Si può sostituire il gas russo in tempi brevi?

«In tempi brevi sfortunatamente no, soprattutto per Paesi come l'Italia che, con politiche miopi, hanno rinunciato al nucleare, bloccato i rigassificatori, ridotto al minimo la diversificazione delle fonti di energia. Cingolani ha parlato di 2/3 anni. È una previsione ragionevole, forse troppo ottimistica».

Cosa deve fare il governo per evitare che la guerra pesi sugli italiani?

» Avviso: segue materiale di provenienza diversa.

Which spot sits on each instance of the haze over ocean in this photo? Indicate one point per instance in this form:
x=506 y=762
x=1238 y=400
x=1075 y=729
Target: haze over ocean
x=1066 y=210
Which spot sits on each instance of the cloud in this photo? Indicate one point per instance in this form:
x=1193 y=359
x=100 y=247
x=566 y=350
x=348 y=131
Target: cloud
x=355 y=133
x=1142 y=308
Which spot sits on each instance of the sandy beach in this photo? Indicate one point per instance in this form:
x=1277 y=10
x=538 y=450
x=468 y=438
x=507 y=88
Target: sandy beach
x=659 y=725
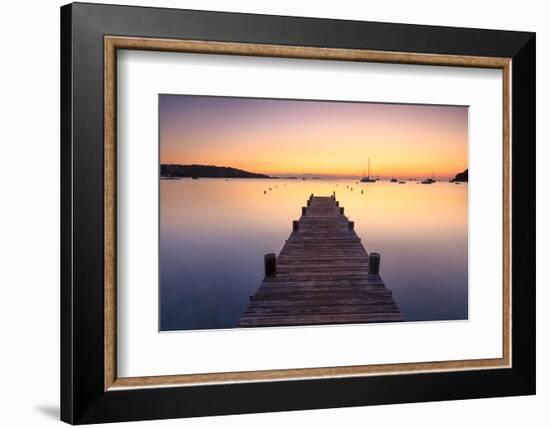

«Dobbiamo evitare che si inneschi una spirale recessiva, che gli aumenti di energia e materie prime si scarichino sui consumatori. Né le famiglie né le imprese se lo possono permettere: significherebbe crollo dei consumi, chiusura o ridimensionamento di molte imprese, disoccupazione. Bisogna che il governo usi la leva fiscale per limitare l'effetto degli aumenti. Possiamo farlo perché l'Europa ci consente politiche di bilancio espansive. Il governo ha anche credibilità e autorevolezza in Europa per chiedere l'emissione di titoli europei per finanziare le risposte alla crisi come è avvenuto col Recovery Fund e chiedere alla Bce di continuare ad acquistare titoli di Stato per sostenere l'indebitamento dei Paesi e far circolare liquidità».

Il referendum sulla giustizia cambierà qualcosa?

«La riforma della Giustizia non può più aspettare. Le rivelazioni sul sistema Palamara hanno dimostrato anche ai più increduli quanto diciamo da anni: la questione giustizia è un'emergenza nazionale. Non vogliamo una riforma punitiva verso la magistratura ma una riforma, che valorizzi il lavoro dei magistrati seri e perbene ostaggio di gruppi di potere organizzati e ideologicamente orientati, e che restituisca ai cittadini le garanzie di una democrazia liberale. Lavoriamo in parlamento per questo. La riforma del governo contiene aspetti positivi ma può essere migliorata. È importante che i cittadini si possano pronunciare su un tema che li riguarda in modo diretto. Sono sicuro che non perderanno l'occasione di farlo».

La scorsa settimana si è tenuto il convegno di Forza Italia «L'Italia del futuro». Quale sarà il ruolo del partito per costruirla?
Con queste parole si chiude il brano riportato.